In his annual letter to Berkshire Hathaway shareholders, released on Saturday, Warren Buffett celebrated the virtues of Coca-Cola, took an apparent swipe at President Joe Biden, and expressed frustration over “one of the shames of capitalism.”
The Berkshire CEO described his firm’s wins over the years, highlighting its $1.3 billion bet on Coca-Cola in 1994—worth $25 billion at the end of 2022. He noted the dividend had grown to $704 million by last year, up from $75 million the first year, writing, “Growth occurred every year, just as certain as birthdays. All [Vice Chairman Charlie Munger] and I were required to do was cash Coke’s quarterly dividend checks. We expect that those checks are highly likely to grow.”

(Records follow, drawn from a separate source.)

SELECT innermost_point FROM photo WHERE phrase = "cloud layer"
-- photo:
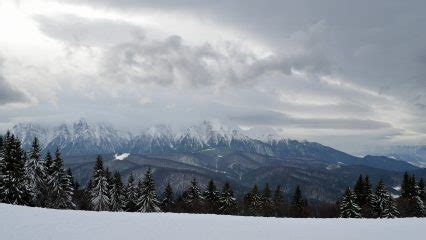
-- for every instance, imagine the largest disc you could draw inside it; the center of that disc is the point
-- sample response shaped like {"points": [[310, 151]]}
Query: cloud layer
{"points": [[337, 72]]}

The legendary investor also defended stock buybacks. Last year, the U.S. government imposed a 1% tax on them—a late addition to the Inflation Reduction Act—and Biden has signaled support for raising it.
“When you are told that all repurchases are harmful to shareholders or to the country, or particularly beneficial to CEOs, you are listening to either an economic illiterate or a silver-tongued demagogue (characters that are not mutually exclusive),” he wrote.
His firm has been among the largest U.S. repurchasers in recent years, buying back almost $8 billion of its own shares in 2022, $27 billion in 2021, and about $25 billion in 2020.
“There are many Berkshire centimillionaires and, yes, billionaires who have never studied our financial figures,” he wrote. “They simply know that Charlie and I—along with our families and close friends—continue to have very significant investments in Berkshire, and they trust us to treat their money as we do our own.”
Buffett also took aim at the financial trickery that managers often perform to beat analysts’ expectations.
“Even the operating earnings figure that we favor can easily be manipulated by managers who wish to do so,” he warned. “Such tampering is often thought of as sophisticated by CEOs, directors and their advisors. Reporters and analysts embrace its existence as well.”
He called the activity “disgusting,” adding, “It requires no talent to manipulate numbers: Only a deep desire to deceive is required. ‘Bold imaginative accounting,’ as a CEO once described his deception to me, has become one of the shames of capitalism.”
Berkshire Hathaway has ranked among the most most-admired companies in the U.S. for decades. Running such a firm appears to be correlated with the longevity of CEOs, and Buffett has been in that role for more than half a century.